De huidige misvattingen rondom meertaligheid sluiten dus aan op resultaten van de eerste wetenschappelijke onderzoeken. Deze misvattingen worden ook steeds herhaald, waardoor de negatieve denkwijze rondom meertaligheid binnen de Nederlandse maatschappij alleen maar in stand wordt gehouden.
Geen ruimte voor meertaligheid op scholen
In de praktijk zien we deze misvattingen steeds terugkeren: (niet-westerse) meertaligheid wordt beschouwd als een negatieve zaak. Hierdoor kan de potentie van meertalige kinderen verloren gaan.
Tot de nieuwe voorstellen van curriculum.nu en SLO was er geen ruimte voor meertaligheid in het curriculum van het primair en voortgezet onderwijs. De focus lag tot dusver voornamelijk op de beheersing van het Standaardnederlands, wat natuurlijk ook erg belangrijk is, maar hierbij werden thuistalen geweerd uit het onderwijs. En dat terwijl onderzoek juist uitwijst dat meertaligheid veel positieve gevolgen kan hebben op het leerproces van een tweede of derde taal.

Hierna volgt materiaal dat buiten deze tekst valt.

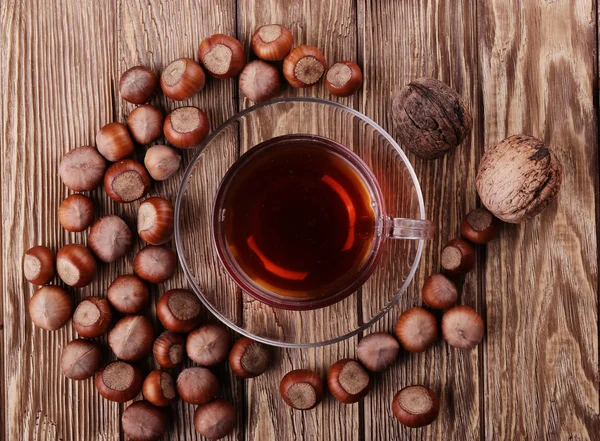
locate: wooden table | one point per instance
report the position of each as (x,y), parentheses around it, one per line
(523,66)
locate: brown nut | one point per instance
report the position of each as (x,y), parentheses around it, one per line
(145,123)
(378,351)
(126,181)
(82,169)
(138,85)
(221,55)
(197,385)
(518,178)
(348,381)
(38,265)
(159,388)
(110,238)
(343,78)
(114,143)
(304,66)
(186,127)
(208,345)
(259,81)
(92,317)
(155,221)
(132,337)
(179,310)
(75,265)
(119,381)
(142,421)
(416,406)
(249,358)
(182,79)
(169,349)
(480,226)
(458,257)
(430,119)
(128,294)
(439,292)
(272,42)
(50,308)
(76,213)
(162,162)
(462,327)
(215,419)
(80,359)
(416,329)
(301,389)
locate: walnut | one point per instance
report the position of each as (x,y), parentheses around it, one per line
(518,178)
(429,118)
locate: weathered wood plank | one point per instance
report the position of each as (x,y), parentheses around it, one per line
(538,78)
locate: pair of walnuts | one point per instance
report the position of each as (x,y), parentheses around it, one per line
(516,179)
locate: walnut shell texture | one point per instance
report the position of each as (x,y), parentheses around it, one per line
(518,178)
(429,118)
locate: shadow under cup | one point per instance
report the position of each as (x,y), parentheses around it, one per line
(391,263)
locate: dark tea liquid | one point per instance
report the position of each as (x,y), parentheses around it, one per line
(298,218)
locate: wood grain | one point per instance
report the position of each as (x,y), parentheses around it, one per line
(538,77)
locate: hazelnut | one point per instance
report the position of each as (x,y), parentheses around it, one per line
(221,55)
(480,226)
(138,85)
(82,169)
(186,127)
(179,310)
(249,358)
(182,79)
(162,162)
(145,123)
(259,81)
(159,388)
(301,389)
(76,213)
(142,421)
(416,329)
(208,345)
(92,317)
(155,264)
(114,143)
(272,42)
(462,327)
(197,385)
(304,66)
(518,178)
(348,381)
(132,337)
(110,238)
(38,265)
(439,292)
(343,78)
(75,265)
(155,221)
(378,351)
(50,308)
(430,118)
(80,359)
(128,294)
(126,181)
(169,349)
(458,257)
(215,419)
(415,406)
(119,381)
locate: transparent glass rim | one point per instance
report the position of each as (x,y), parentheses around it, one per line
(178,236)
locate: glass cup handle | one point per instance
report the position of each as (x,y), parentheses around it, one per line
(400,228)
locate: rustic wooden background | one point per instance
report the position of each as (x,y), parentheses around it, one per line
(523,66)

Moedertalen, en zeker niet-westerse moedertalen, zijn niet welkom op en rondom de school. Zo blijkt uit onderzoek dat zo’n 80% van Turkse en Marokkaanse leerlingen verboden wordt hun moedertaal te spreken op school. Bovendien vindt de meerderheid van basisschoolleerkrachten in Vlaanderen dat leerlingen geen andere taal dan het Nederlands mogen spreken op school. Ook in het hoger onderwijs zijn er enorm grote verschillen met betrekking tot taal. Zo blijven bijvoorbeeld 1 op de 3 leerlingen met een migratieachtergrond zitten ten opzichte van 1 op de 10 Nederlandse leerlingen. Onderzoekers geven aan dat dit waarschijnlijk te maken heeft met de enorme focus op het Standaardnederlands op school en niet met de meertaligheid van leerlingen.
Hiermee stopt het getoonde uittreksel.